Затем месье Коппеноль осмелился подойти к нему и положил в восхищении руку ему на плечо. Он похвалил превосходное уродство Квазимодо, с которым он достоин быть Папой не только в Париже, но и в Риме.
— Для разнообразия, — смеялся фламандец, — тогда на Святом Престоле посидел бы кто-то, у кого изуродовано тело, а не душа!
Когда Квазимодо ничего не ответил на приглашение Коппеноля пропустить с ним стаканчик, а неподвижно стоял, я понял, что имел в виду мэтр Аврилло, говоря о глухих. Возможно, это единственная благодать, которую Творец даровал Квазимодо — не слышать, как другие насмехаются и потешаются над ним.
Фламандец сообразил не так быстро и повторил свое приглашение, при этом он попытался увлечь за собой звонаря. Горбун, почувствовавший себя подталкиваемым, впал в ярость и так страшно заскрежетал зубами, что Коппеноль отскочил от него в сторону. Немедленно и все остальные отступили назад, признавая тем самым, что имеют дело не с шутом, а с чудовищем.
Они короновали своего Папу картонной тиарой, натянули на него епитрахиль из имитации сусального золота (как и митра), всунули в косолапую руку кривую палку, покрашенную золотой краской, и подтолкнули его занять место в не менее пестро раскрашенном паланкине. Двенадцать членов Братства шутов подняли паланкин, и Квазимодо смотрел вниз на своих подданных с некоторым комично-ужасающим чувством набожности и удовлетворения. Под насмешливое пение, которое на все лады восхваляло бесчисленные уродства Квазимодо, странная процессия двинулась в путь, чтобы по старой традиции прошествовать сперва по галереям и залам Дворца правосудия, а под конец — по улицам и площадям Парижа.
Я присоединился к процессии. Возможно, я почувствовал, что появление горбуна что-то значит для меня, возможно, я не хотел терять из виду Жеана Фролло, который возглавлял процессию. С его помощью, как я надеялся, я получу столь желаемое место у архидьякона собора Парижской Богоматери. Мне не давала покоя мысль, что мой будущий патрон — брат горбуна, — но голодный желудок сильнее встревоженной головы.
Процессия увеличивалась с каждой минутой, к ней присоединялись цыгане и пройдохи, нищие и горожане, они прибывали по улицам острова Сите. Нищих вел их король, неотесанный Клопен Труйльфу, который полулежал-полусидел в запряженной двумя шелудивыми псами повозке, размахивал винным бурдюком и столь же громко, сколь и фальшиво пел под звуки музыкантов, которые придавали процессии праздничную ноту.

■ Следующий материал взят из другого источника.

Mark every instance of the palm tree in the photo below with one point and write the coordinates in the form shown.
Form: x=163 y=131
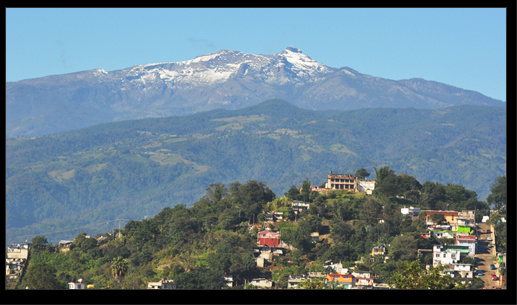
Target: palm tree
x=118 y=267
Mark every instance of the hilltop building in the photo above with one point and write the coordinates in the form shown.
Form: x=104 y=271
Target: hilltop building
x=349 y=182
x=268 y=238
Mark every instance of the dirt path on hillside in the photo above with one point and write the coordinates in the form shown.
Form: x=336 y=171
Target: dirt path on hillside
x=484 y=257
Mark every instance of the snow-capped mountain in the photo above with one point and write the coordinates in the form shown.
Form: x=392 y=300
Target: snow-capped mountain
x=223 y=79
x=288 y=66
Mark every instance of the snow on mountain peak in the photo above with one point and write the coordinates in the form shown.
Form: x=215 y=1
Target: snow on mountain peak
x=290 y=65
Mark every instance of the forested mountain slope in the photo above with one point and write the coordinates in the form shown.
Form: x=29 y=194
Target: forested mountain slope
x=132 y=169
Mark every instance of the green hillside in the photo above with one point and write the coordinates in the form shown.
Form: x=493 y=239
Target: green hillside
x=89 y=178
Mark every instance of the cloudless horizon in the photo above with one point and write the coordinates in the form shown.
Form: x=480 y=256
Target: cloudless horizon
x=462 y=47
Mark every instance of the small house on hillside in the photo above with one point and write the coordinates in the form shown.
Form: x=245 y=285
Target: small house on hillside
x=77 y=285
x=268 y=238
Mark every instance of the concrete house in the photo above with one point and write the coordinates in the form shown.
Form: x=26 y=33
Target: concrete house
x=467 y=240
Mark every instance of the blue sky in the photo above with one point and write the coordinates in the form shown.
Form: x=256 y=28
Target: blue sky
x=465 y=48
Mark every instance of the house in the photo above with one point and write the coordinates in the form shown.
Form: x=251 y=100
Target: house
x=451 y=218
x=261 y=282
x=445 y=256
x=315 y=237
x=77 y=285
x=363 y=282
x=465 y=229
x=442 y=234
x=346 y=280
x=341 y=182
x=318 y=189
x=466 y=218
x=381 y=250
x=467 y=240
x=268 y=238
x=366 y=186
x=64 y=245
x=294 y=280
x=163 y=284
x=299 y=205
x=17 y=252
x=411 y=211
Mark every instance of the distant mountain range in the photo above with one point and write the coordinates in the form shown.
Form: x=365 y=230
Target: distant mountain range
x=84 y=180
x=224 y=79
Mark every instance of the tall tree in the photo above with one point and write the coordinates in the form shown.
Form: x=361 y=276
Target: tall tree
x=361 y=173
x=381 y=173
x=119 y=267
x=370 y=211
x=41 y=276
x=497 y=195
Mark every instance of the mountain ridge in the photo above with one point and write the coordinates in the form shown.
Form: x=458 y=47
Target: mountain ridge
x=224 y=79
x=136 y=167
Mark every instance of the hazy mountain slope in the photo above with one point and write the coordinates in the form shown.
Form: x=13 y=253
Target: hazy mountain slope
x=130 y=169
x=224 y=79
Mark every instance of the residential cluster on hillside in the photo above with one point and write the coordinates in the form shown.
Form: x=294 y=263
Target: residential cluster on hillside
x=16 y=259
x=454 y=240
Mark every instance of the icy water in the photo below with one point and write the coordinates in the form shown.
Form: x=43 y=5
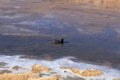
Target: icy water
x=92 y=35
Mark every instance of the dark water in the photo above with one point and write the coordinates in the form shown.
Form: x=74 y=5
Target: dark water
x=91 y=36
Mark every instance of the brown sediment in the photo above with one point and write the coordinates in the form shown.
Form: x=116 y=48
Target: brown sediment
x=85 y=72
x=38 y=68
x=27 y=56
x=16 y=67
x=116 y=79
x=32 y=75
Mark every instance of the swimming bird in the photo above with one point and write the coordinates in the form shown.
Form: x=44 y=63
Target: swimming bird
x=59 y=41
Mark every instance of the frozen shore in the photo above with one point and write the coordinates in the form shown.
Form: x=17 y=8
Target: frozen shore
x=56 y=70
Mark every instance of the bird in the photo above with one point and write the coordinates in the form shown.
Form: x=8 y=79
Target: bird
x=59 y=41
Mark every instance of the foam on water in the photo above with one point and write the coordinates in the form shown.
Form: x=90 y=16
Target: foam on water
x=55 y=65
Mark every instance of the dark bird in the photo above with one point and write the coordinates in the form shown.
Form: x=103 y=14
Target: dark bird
x=59 y=41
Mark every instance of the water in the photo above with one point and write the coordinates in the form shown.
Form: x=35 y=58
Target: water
x=30 y=27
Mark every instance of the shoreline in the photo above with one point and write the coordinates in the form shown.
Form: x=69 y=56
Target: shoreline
x=56 y=67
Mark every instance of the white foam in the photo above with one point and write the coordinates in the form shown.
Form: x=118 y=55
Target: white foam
x=55 y=65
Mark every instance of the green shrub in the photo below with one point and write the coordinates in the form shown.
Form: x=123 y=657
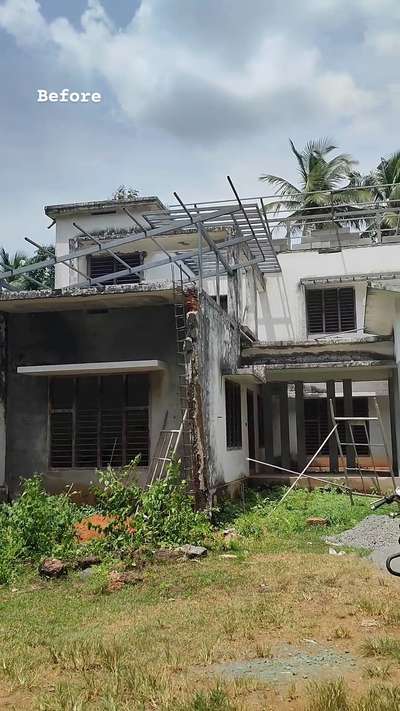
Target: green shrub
x=161 y=514
x=33 y=526
x=261 y=513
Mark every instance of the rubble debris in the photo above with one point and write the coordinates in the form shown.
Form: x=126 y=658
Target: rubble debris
x=117 y=579
x=52 y=568
x=317 y=521
x=193 y=552
x=167 y=554
x=87 y=562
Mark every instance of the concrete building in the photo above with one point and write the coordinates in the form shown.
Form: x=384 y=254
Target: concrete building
x=248 y=331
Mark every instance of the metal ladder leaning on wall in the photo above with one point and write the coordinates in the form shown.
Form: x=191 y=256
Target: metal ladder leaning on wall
x=350 y=423
x=180 y=313
x=176 y=441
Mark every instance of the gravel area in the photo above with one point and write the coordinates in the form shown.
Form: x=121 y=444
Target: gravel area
x=373 y=533
x=288 y=664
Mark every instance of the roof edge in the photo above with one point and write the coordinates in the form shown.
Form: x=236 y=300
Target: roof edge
x=99 y=205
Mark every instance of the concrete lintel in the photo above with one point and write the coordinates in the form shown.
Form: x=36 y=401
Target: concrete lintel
x=107 y=368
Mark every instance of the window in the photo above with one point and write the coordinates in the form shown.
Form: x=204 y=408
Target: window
x=101 y=265
x=96 y=421
x=223 y=301
x=316 y=423
x=330 y=310
x=233 y=413
x=260 y=412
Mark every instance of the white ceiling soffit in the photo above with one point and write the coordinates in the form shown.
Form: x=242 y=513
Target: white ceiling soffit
x=380 y=311
x=108 y=368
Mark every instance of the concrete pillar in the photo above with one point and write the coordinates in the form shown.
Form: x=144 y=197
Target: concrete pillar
x=333 y=450
x=348 y=412
x=268 y=423
x=300 y=425
x=395 y=405
x=3 y=390
x=393 y=388
x=284 y=424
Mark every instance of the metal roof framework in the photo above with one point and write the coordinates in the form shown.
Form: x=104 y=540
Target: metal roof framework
x=244 y=222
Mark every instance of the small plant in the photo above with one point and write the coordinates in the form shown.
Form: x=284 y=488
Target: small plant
x=215 y=700
x=328 y=696
x=342 y=633
x=34 y=526
x=382 y=647
x=378 y=671
x=380 y=698
x=161 y=515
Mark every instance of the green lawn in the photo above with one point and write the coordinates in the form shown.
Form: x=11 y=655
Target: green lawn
x=65 y=645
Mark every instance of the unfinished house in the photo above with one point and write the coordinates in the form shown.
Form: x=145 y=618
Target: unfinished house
x=137 y=350
x=220 y=331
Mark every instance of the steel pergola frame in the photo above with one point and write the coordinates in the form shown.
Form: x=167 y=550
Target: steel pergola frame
x=244 y=221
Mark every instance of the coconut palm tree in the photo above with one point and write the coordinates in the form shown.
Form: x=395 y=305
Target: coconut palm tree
x=324 y=181
x=8 y=261
x=42 y=278
x=385 y=181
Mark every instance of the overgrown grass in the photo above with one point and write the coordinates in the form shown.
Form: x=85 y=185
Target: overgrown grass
x=382 y=647
x=261 y=511
x=335 y=696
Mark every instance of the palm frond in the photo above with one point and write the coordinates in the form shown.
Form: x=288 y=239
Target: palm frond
x=300 y=160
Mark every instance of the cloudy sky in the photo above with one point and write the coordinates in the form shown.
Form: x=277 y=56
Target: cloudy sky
x=192 y=90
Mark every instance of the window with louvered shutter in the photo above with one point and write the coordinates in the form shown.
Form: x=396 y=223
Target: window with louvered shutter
x=102 y=265
x=233 y=413
x=96 y=421
x=317 y=425
x=330 y=310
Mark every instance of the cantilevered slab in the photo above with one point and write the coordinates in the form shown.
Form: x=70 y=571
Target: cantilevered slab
x=107 y=368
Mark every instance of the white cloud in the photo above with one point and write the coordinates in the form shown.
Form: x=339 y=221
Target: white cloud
x=385 y=43
x=23 y=19
x=162 y=75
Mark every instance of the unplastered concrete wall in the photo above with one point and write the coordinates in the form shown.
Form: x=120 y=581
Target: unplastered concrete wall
x=78 y=337
x=220 y=350
x=281 y=308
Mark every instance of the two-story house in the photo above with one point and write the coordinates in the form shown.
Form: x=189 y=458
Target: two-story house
x=196 y=320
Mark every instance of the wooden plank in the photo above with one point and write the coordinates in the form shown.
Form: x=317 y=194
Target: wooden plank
x=333 y=451
x=348 y=412
x=284 y=424
x=300 y=426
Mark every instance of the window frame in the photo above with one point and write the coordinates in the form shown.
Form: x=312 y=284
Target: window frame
x=117 y=266
x=340 y=315
x=260 y=421
x=73 y=410
x=233 y=419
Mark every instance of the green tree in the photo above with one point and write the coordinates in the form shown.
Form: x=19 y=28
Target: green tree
x=385 y=185
x=324 y=180
x=15 y=261
x=125 y=193
x=44 y=276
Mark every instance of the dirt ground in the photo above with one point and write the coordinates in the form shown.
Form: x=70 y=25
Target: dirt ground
x=161 y=644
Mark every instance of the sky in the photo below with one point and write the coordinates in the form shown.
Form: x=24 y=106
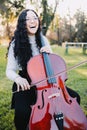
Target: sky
x=66 y=6
x=70 y=5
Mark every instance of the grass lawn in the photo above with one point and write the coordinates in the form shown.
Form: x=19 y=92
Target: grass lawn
x=77 y=80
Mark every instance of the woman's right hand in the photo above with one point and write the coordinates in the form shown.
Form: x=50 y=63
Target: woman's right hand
x=23 y=83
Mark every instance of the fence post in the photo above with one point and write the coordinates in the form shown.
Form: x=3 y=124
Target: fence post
x=66 y=51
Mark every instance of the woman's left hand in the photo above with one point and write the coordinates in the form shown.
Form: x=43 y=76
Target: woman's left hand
x=46 y=49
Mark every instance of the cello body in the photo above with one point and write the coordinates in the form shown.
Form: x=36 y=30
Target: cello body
x=54 y=109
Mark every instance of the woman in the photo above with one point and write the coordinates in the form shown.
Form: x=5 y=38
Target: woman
x=25 y=44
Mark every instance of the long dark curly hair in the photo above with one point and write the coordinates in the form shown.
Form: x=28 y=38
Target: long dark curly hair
x=22 y=47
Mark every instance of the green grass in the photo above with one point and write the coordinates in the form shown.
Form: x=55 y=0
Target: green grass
x=77 y=80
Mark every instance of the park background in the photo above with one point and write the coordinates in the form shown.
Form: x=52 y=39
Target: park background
x=60 y=24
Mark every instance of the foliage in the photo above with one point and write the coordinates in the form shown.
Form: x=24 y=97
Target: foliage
x=77 y=80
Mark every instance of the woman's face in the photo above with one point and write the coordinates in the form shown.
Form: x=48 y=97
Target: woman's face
x=32 y=22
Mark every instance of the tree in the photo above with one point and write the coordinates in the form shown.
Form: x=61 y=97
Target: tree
x=10 y=10
x=80 y=25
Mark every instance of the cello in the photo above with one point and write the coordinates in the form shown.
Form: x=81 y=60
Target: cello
x=54 y=109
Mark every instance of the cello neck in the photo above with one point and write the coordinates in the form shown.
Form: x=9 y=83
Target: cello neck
x=48 y=68
x=47 y=63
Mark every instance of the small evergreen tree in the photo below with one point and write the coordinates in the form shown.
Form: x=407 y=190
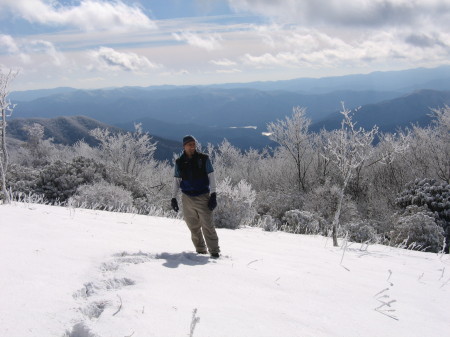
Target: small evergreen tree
x=432 y=195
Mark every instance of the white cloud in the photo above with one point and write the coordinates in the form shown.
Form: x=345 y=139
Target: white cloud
x=229 y=71
x=10 y=45
x=317 y=49
x=209 y=42
x=110 y=59
x=26 y=49
x=223 y=63
x=88 y=15
x=47 y=48
x=348 y=12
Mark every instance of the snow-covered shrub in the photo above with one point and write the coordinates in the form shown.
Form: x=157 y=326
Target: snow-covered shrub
x=323 y=200
x=276 y=203
x=103 y=196
x=435 y=196
x=267 y=223
x=302 y=222
x=234 y=204
x=21 y=179
x=417 y=229
x=60 y=180
x=361 y=232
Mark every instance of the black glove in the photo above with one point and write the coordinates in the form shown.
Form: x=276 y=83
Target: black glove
x=212 y=202
x=174 y=204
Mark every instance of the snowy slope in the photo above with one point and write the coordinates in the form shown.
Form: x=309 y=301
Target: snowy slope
x=84 y=273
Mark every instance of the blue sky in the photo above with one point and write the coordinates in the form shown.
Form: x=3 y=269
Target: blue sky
x=99 y=43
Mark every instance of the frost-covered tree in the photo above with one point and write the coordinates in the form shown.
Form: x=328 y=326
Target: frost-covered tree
x=6 y=109
x=440 y=143
x=235 y=204
x=348 y=148
x=431 y=195
x=292 y=135
x=130 y=151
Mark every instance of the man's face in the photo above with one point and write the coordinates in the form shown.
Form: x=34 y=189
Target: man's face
x=189 y=148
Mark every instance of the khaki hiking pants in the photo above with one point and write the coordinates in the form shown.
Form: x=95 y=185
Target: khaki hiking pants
x=199 y=219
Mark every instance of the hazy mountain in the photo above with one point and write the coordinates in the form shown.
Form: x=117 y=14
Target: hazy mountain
x=29 y=95
x=69 y=130
x=192 y=105
x=215 y=112
x=403 y=81
x=414 y=108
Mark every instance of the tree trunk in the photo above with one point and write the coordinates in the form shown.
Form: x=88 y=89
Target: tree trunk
x=3 y=175
x=337 y=214
x=4 y=159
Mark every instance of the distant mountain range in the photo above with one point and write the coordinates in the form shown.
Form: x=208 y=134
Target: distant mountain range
x=401 y=112
x=240 y=112
x=68 y=130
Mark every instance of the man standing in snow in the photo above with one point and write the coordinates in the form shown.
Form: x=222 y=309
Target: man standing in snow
x=194 y=174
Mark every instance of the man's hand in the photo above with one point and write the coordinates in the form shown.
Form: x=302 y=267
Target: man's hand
x=174 y=204
x=212 y=202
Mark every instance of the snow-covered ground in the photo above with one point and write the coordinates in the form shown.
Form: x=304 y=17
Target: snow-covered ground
x=84 y=273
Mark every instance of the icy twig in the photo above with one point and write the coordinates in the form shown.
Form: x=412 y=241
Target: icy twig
x=120 y=306
x=194 y=322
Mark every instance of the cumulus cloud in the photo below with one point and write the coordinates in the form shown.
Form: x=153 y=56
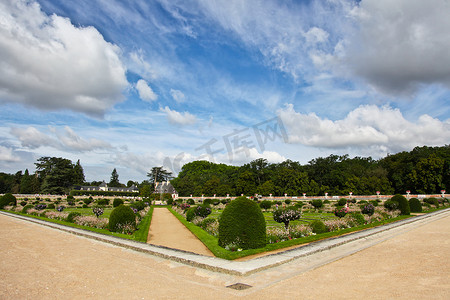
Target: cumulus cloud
x=145 y=91
x=366 y=126
x=68 y=140
x=401 y=44
x=49 y=63
x=177 y=95
x=178 y=118
x=6 y=154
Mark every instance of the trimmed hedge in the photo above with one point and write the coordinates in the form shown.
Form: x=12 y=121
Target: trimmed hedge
x=318 y=226
x=242 y=224
x=403 y=204
x=415 y=205
x=120 y=217
x=7 y=199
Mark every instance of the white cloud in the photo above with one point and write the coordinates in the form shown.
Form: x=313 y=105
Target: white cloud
x=6 y=154
x=67 y=140
x=32 y=138
x=145 y=91
x=401 y=44
x=177 y=95
x=49 y=63
x=178 y=118
x=365 y=127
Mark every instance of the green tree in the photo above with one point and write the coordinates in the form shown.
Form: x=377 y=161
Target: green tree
x=78 y=173
x=114 y=181
x=26 y=183
x=159 y=174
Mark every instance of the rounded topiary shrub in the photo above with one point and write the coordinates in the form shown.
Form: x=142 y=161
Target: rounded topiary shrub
x=317 y=203
x=8 y=199
x=72 y=215
x=403 y=204
x=266 y=204
x=242 y=224
x=318 y=226
x=117 y=202
x=122 y=219
x=342 y=202
x=368 y=209
x=190 y=214
x=358 y=218
x=415 y=205
x=390 y=205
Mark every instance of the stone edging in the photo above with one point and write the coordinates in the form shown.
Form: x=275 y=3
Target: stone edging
x=241 y=268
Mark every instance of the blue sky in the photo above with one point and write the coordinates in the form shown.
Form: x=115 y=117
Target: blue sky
x=136 y=84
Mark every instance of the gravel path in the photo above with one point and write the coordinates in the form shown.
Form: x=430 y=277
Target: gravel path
x=166 y=230
x=38 y=262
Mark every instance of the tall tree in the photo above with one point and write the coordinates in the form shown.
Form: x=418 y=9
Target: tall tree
x=56 y=174
x=114 y=181
x=26 y=183
x=78 y=173
x=158 y=174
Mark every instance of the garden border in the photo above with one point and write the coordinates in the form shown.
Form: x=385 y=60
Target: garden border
x=242 y=268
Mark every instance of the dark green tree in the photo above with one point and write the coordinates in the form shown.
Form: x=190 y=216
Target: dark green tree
x=26 y=183
x=56 y=174
x=78 y=173
x=159 y=174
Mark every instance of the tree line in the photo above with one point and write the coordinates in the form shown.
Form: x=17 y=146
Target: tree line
x=424 y=170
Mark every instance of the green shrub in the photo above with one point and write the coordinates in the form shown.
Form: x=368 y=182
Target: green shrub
x=190 y=214
x=138 y=205
x=414 y=205
x=318 y=227
x=317 y=203
x=206 y=222
x=72 y=215
x=117 y=202
x=242 y=224
x=368 y=209
x=403 y=204
x=342 y=202
x=432 y=201
x=8 y=199
x=202 y=211
x=103 y=202
x=374 y=202
x=88 y=201
x=358 y=218
x=122 y=219
x=265 y=204
x=390 y=205
x=285 y=215
x=26 y=207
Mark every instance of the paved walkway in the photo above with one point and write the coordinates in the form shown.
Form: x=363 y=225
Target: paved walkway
x=407 y=262
x=166 y=230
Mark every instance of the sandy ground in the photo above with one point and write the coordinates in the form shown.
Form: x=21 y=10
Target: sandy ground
x=38 y=262
x=166 y=230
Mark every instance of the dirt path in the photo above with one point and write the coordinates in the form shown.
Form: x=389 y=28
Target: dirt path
x=37 y=262
x=166 y=230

Не только публика, но и небольшой оркестр покинул Пьера Гренгуара и предпочел праздничное развлечение назидательной мистерии.
Во главе парада маршировал пестрый цыганский народ — под свою собственную своеобразную музыку, иногда дикий, а иногда меланхоличный ритм. Били в балафосы и тамбурины. Предводитель цыган был удалым малым по имени Матиас Хунгади Спикали, которого они величали «герцогом Египта и Богемии» или просто «герцогом Египетским». Морщинистая желтая кожа говорила о многих беспокойных годах, но душа его не казалась слишком уж старой — в темных глазах горел дикий огонь. Он проехал верхом на великолепной белой лошади, украшенной почти так же пестро, как сам всадник, с высоко поднятой головой впереди мужчин, женщин и детей своего маленького шумного народа, окруженный своими баронами, которые придерживали его стремена и вели коня под уздцы.